A few months after I started working, I realized I was stuck in something serious. Around me were people who had been doing this, walking into this building in the morning and leaving it at night, for years, and would continue to do it for the foreseeable future. Even with city turnover as it is, there are people here for whom work is more native than home.

This sort of realization affects you in different ways. One day you wake up and maybe the only thing on your mind is doing your best! and having a good time of showing off how legit you are. A week later it might be that all you can think about is retiring to an island somewhere, to whittle or breathe the air or whatever. But for me, consistently, I look at the free food we have, and I look at the asses of the people who had clearly been here awhile, and I put two and two together and I get “angioplasty at 35”.

So, the gym is the answer. And everyone does it! Man, what a social enterprise. At some level, it’s a well-lit bar that you briefly get naked in. There’s flat- screens and hipsters, gay folk and an unspoken, sort of universal code of law. You don’t slam the weights down, for example. You give the bench-presser deference over the cardio guy. You wipe your sweat off the machine! You probably don’t talk to someone in the middle of a set. Anyone who’s spent time pumping the irons can tell you these things.

But I encountered something in this place that was altogether new to me--the nomadic personal trainer, for the first time in his native environment. As best as I can deduce, they work like this: the gym will hire a bunch of these guys, so that at any given time there will be 3 or 4 or 6 of them standing around. They probably get some waiter-level wage from the establishment, but to make rent they’ve gotta get out on the floor and hustle. How do you drum up business in this situation? It’s a freaking art, and it’s amazing to watch.

First, they have to make contact with you. There you are, mildly sweaty and observing the Gym Code by keeping roughly to yourself, just finishing a set on the butterfly or pulldown or whatever. There’s the window of opportunity! The trainer swoops in, sits on the machine next to you.

“Yeah man,” he’ll start, I just got done working that one. The code has been broken, if ever so slightly! “Yeah, I gotta tell you though, I don’t really like it that much.” What? Here’s where it starts.

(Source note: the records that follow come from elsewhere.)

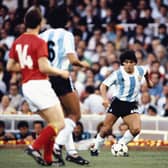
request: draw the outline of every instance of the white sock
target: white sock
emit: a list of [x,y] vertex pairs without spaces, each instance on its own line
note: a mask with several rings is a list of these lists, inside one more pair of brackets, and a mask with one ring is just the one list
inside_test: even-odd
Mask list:
[[123,135],[123,137],[119,139],[118,143],[128,144],[133,139],[134,139],[134,136],[131,134],[130,130],[127,130]]
[[65,143],[65,149],[69,155],[77,154],[72,134],[69,135],[68,141]]
[[54,148],[58,149],[58,145],[65,145],[68,141],[69,135],[72,134],[75,127],[75,122],[69,118],[65,119],[65,127],[59,132],[55,139]]
[[99,149],[99,147],[101,146],[101,145],[103,145],[104,144],[104,138],[102,138],[101,136],[100,136],[100,134],[98,134],[97,135],[97,137],[96,137],[96,141],[95,141],[95,144],[94,144],[94,149]]

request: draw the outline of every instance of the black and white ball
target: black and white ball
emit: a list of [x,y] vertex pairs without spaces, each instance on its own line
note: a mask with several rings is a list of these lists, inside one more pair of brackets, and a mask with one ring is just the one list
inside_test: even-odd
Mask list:
[[111,146],[111,153],[113,156],[128,156],[128,147],[125,144],[113,144]]

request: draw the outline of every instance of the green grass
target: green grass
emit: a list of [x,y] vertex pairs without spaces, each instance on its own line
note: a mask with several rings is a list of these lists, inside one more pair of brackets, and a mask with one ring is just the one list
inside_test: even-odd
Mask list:
[[[88,151],[80,151],[90,161],[89,168],[168,168],[166,151],[130,151],[129,157],[113,157],[110,150],[102,150],[99,157],[91,157]],[[0,149],[0,168],[40,168],[23,149]],[[54,167],[54,166],[52,166]],[[67,168],[80,165],[66,162]]]

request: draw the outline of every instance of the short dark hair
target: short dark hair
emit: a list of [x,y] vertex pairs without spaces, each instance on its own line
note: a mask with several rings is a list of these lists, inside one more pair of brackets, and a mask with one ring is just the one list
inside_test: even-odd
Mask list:
[[131,60],[131,61],[134,61],[135,63],[137,63],[137,58],[135,56],[135,52],[132,51],[132,50],[127,50],[127,51],[123,52],[120,55],[120,63],[121,63],[121,65],[123,65],[125,60]]
[[40,13],[40,10],[35,7],[29,8],[24,17],[24,22],[26,27],[32,28],[32,29],[40,25],[41,20],[42,20],[42,15]]
[[27,121],[20,121],[17,125],[17,128],[20,129],[20,128],[23,128],[23,127],[26,127],[26,128],[29,128],[29,124]]
[[40,120],[34,121],[34,122],[33,122],[33,126],[34,126],[35,124],[40,124],[41,127],[44,128],[44,123],[43,123],[43,121],[40,121]]
[[5,122],[4,121],[0,121],[0,127],[5,128]]

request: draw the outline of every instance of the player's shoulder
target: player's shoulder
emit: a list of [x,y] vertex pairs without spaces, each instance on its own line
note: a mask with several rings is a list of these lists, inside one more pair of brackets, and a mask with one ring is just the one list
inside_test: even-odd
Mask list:
[[50,33],[60,34],[60,33],[68,33],[68,31],[63,28],[49,28],[45,30],[44,32],[40,33],[40,35],[50,34]]

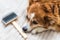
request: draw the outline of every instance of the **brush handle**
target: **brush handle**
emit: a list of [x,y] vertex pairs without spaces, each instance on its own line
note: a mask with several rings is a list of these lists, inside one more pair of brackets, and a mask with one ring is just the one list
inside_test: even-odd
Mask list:
[[26,39],[27,35],[23,32],[22,28],[20,28],[20,26],[18,26],[18,24],[15,21],[13,21],[12,24],[19,31],[19,33],[22,35],[22,37],[24,37]]

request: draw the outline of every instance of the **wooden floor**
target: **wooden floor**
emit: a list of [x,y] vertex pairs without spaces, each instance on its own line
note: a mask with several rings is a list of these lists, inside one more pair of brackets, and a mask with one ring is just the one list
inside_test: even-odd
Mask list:
[[[22,27],[25,22],[27,0],[0,0],[0,40],[24,40],[12,24],[4,26],[2,18],[10,12],[15,12],[18,15],[17,23]],[[27,33],[27,40],[60,40],[60,33],[47,31],[32,35]]]

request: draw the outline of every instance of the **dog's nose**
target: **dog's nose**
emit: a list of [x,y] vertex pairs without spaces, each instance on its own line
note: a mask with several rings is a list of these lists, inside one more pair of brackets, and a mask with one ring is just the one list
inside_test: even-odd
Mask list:
[[24,32],[26,32],[26,31],[27,31],[27,27],[26,27],[26,26],[25,26],[25,27],[23,27],[22,29],[23,29],[23,31],[24,31]]

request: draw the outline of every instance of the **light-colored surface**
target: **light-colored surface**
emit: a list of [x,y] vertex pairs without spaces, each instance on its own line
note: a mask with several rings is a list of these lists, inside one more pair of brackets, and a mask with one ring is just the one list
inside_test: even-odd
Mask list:
[[[24,40],[13,25],[5,27],[2,18],[10,12],[15,12],[19,17],[18,24],[22,27],[25,20],[25,10],[28,0],[0,0],[0,40]],[[27,34],[27,40],[60,40],[60,33],[48,31],[37,35]]]

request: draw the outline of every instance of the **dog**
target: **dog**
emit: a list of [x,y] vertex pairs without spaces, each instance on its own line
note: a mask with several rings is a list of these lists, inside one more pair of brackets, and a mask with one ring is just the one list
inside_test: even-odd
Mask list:
[[29,26],[22,28],[24,32],[60,31],[60,1],[29,0],[26,19]]

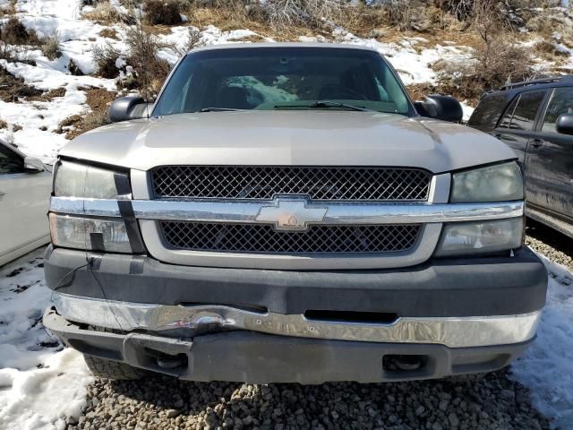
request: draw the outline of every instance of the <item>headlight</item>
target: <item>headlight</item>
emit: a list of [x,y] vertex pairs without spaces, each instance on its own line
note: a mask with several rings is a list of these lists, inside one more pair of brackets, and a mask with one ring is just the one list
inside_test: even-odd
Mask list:
[[456,173],[452,176],[452,202],[523,200],[523,175],[517,163]]
[[130,199],[126,173],[62,161],[56,171],[54,195],[88,199]]
[[52,243],[65,248],[89,251],[131,253],[123,219],[81,218],[50,213]]
[[436,255],[489,254],[517,249],[523,240],[523,218],[446,224]]

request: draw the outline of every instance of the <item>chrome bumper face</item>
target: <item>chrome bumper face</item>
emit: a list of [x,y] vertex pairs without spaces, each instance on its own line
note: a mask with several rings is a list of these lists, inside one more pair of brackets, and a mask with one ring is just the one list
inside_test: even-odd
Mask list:
[[256,313],[224,305],[147,305],[54,293],[65,319],[132,331],[144,330],[193,337],[217,330],[332,340],[440,344],[449,348],[526,342],[534,338],[541,311],[516,315],[402,317],[389,323],[308,320],[302,314]]

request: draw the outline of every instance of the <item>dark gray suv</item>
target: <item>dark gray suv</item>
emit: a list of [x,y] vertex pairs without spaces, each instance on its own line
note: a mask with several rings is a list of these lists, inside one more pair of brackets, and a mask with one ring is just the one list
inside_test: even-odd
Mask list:
[[517,154],[525,167],[527,216],[573,237],[573,76],[488,92],[468,125]]

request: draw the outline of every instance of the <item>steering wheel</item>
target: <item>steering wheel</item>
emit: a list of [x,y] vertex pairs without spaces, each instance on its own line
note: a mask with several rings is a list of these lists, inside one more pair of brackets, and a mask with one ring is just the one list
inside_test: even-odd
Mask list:
[[352,88],[344,85],[325,85],[319,91],[319,99],[350,99],[350,100],[367,100],[366,96],[358,92]]

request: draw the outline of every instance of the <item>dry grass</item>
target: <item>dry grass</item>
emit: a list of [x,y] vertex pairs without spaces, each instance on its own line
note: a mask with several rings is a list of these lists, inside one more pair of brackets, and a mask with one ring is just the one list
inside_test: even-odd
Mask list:
[[90,107],[87,114],[73,115],[63,120],[56,130],[57,133],[65,133],[66,139],[73,139],[94,128],[109,124],[107,109],[115,99],[116,93],[102,88],[86,88],[86,103]]
[[157,36],[142,26],[130,28],[126,32],[125,43],[129,49],[127,64],[133,67],[135,75],[131,78],[131,82],[124,84],[138,88],[146,99],[151,99],[159,91],[171,70],[169,63],[158,57],[158,51],[168,47],[159,43]]
[[104,46],[94,46],[91,56],[96,64],[96,74],[102,78],[114,79],[119,74],[119,70],[115,65],[120,53],[111,44]]
[[30,87],[22,78],[17,78],[0,66],[0,100],[17,102],[20,99],[33,99],[42,95],[42,90]]
[[64,97],[65,96],[65,87],[54,88],[44,94],[42,94],[41,99],[46,101],[50,101],[56,97]]
[[85,74],[72,58],[70,58],[70,61],[68,62],[67,69],[70,72],[70,74],[73,76],[83,76]]
[[36,31],[27,30],[18,18],[11,16],[0,29],[0,38],[9,45],[38,45]]
[[145,21],[150,25],[175,25],[181,22],[181,4],[177,0],[145,0]]
[[133,16],[123,13],[107,1],[97,2],[94,10],[84,13],[82,16],[88,20],[106,25],[116,22],[129,25],[135,23],[135,19]]
[[101,36],[102,38],[119,40],[119,38],[117,37],[117,31],[115,31],[114,29],[104,29],[101,31],[99,31],[99,36]]
[[534,45],[534,52],[542,58],[549,61],[560,61],[568,58],[569,55],[560,51],[554,43],[541,40]]
[[193,25],[200,28],[214,25],[222,31],[249,29],[263,37],[273,38],[277,41],[297,40],[299,36],[331,36],[330,31],[327,29],[310,29],[302,25],[273,29],[269,22],[257,16],[247,16],[244,13],[236,13],[228,9],[191,7],[187,11],[187,17]]
[[60,52],[60,36],[57,31],[54,34],[45,36],[40,39],[39,43],[42,54],[44,54],[48,60],[56,60],[62,56],[62,53]]
[[187,35],[185,37],[185,40],[183,43],[181,47],[173,47],[174,49],[177,51],[177,53],[183,56],[187,54],[189,51],[199,47],[202,45],[202,39],[201,35],[201,31],[194,27],[187,28]]

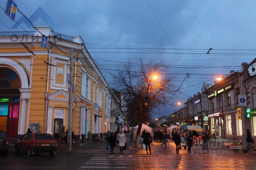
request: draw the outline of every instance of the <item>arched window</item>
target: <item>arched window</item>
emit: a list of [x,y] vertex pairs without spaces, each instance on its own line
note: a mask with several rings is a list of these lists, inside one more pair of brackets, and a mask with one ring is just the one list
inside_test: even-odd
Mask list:
[[254,94],[253,93],[252,94],[252,107],[254,108],[255,104],[254,103]]

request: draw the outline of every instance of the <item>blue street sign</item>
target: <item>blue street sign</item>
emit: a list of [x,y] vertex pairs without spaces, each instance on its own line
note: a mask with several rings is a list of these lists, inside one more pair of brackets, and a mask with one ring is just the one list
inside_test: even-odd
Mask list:
[[245,102],[245,99],[243,98],[241,98],[240,99],[240,102],[242,103],[243,103]]
[[47,47],[47,37],[43,34],[42,34],[42,42],[41,47],[44,48],[46,48]]
[[68,83],[70,84],[70,75],[68,74]]
[[7,0],[5,7],[5,14],[14,21],[17,12],[17,5],[13,0]]

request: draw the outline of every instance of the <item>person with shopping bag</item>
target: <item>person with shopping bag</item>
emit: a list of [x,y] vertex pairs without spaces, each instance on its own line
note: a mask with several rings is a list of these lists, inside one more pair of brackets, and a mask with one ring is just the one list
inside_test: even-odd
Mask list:
[[117,136],[117,139],[119,141],[119,148],[120,149],[119,153],[121,153],[122,151],[122,154],[124,150],[124,147],[126,144],[126,139],[124,134],[123,133],[123,131],[120,130],[120,133]]
[[[149,153],[151,154],[151,148],[150,148],[150,143],[153,142],[152,141],[153,139],[151,136],[150,133],[148,132],[147,130],[145,131],[145,133],[143,135],[144,138],[143,138],[143,149],[144,150],[146,151],[147,151],[147,154],[148,154],[148,153],[147,152],[147,146],[148,146],[148,149],[149,150]],[[144,145],[145,145],[145,148],[144,150]]]
[[179,132],[178,130],[176,131],[174,136],[174,143],[176,146],[176,154],[178,154],[181,145],[181,139],[180,138],[180,136],[179,135]]

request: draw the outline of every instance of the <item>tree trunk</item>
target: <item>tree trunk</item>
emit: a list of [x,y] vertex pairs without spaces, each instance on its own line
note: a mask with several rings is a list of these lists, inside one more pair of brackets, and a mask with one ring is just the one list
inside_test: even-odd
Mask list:
[[134,143],[134,148],[138,148],[139,146],[139,142],[140,141],[140,138],[141,136],[141,127],[142,126],[142,122],[140,122],[139,123],[139,126],[138,127],[137,133],[136,135],[136,139],[135,140],[135,142]]

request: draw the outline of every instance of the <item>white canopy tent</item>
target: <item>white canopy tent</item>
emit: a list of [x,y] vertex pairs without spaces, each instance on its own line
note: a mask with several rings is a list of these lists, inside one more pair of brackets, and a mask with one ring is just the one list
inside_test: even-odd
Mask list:
[[176,125],[174,125],[167,128],[167,130],[169,131],[169,133],[170,133],[171,137],[172,137],[172,131],[173,131],[173,129],[174,128],[176,128],[177,126]]
[[[137,134],[137,131],[138,130],[138,128],[139,127],[139,125],[137,125],[132,128],[132,139],[133,141],[135,141],[136,140],[136,135]],[[142,126],[141,127],[141,133],[140,135],[141,136],[141,134],[142,133],[142,132],[144,129],[147,130],[148,132],[150,133],[150,135],[152,134],[152,128],[150,127],[148,127],[145,124],[142,124]],[[142,142],[143,139],[141,138],[140,138],[140,142]]]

The guy has to work two completely different angles, without scaring you off. He has to appear friendly, encouraging and helpful; he has to make you comfortable and willing to tell him about “what’re you targeting today?” or if “you’re gonna need a spot on the benchpress next” or whatever. So he’s gotta butter you up a little bit. But at the same time, he has to let you know just how badly you need his help, by telling you how terrible you are at working out on your own!

So that machine you’re on? He doesn’t like it very much--in fact, it kind of sucks. But he’d be happy to show you a better exercise you could try, if you were interested in hiring him for an introductory half-hour session. And you look like you’re ready for it, look like you’ve got a lot of potential, man, but your form could use a little work right here, and was that you he saw over at the freeweights a little while ago? He wasn’t going to say anything, but you were way off on those curls.

It’s got to be a script that they use. I’ve heard it three times from three different people. And I guess it works! I mean, not on me. My form sucks, I’m not working to my potential… in fact, I’m basically a lazy bastard and am completely wasting the money I spend on the membership. I go three times a week, halfass a workout on the machines and weights, run my 2 or 3 miles, and get out of there hoping I’ve delayed the triple bypass by another month or two. But I definitely get a kick out of the pitch.